Scikit Learn: Predicting Categorical Features

2.3k Views Asked by At

I am trying to figure out the best general way to predict categorical features in scikit-learn and would like some advice. In particular, I can just do a decision tree and it will handle the categorical data just fine, but I would like to try out some other multi-classification models. I can use the one-hot method to turn the categorical features into lots of binary features.

Example training set:

Age| Color  | City     | Freq
35 |'Orange'|'Seattle' | '<30'
55 |'Black' |'Portland'| '>30'
75 |'Red'   |'Seattle' | 'Never'

Can easily be changed to:

Age| Color |City | Freq
35 | 1 0 0 | 1 0 | 1 0 0
55 | 0 1 0 | 0 1 | 0 1 0
75 | 0 0 1 | 1 0 | 0 0 1

And I can split this into data target pairs:

X= Age| Color |City
   35 | 1 0 0 | 1 0
   55 | 0 1 0 | 0 1
   75 | 0 0 1 | 1 0

y= Freq
   1 0 0
   0 1 0
   0 0 1

Then I am able to process this with various SK-Learn classification models, but its not clear to me that the three 'Freq' features are understood to be mutually exclusive. Hence my question:

Is it possible to predict categorical features with generalized classification routines besides just decision trees?

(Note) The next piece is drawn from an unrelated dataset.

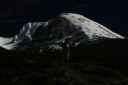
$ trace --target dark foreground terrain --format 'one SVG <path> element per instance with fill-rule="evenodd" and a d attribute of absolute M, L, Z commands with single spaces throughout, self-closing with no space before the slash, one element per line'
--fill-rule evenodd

How does one ensure that a set of binary features remain mutually exclusive?

Further, is it possible to present the results in a metric that joins the three binary features intelligently?

Thanks for your help!

1

There are 1 best solutions below

0
On

Yes, it's possible. Just don't 'one-hot' your output vector. Convert it to a number.

As in Freq:

'<30' = 0
'>30' = 1
'Never' = 2

If you do this any regression algorithm should work. You can then set thresholds for each one of your output classes.

Another option would be to have 3 binary classification models, each one trained for each one of the classes.

Look at Softmax regression, additionally.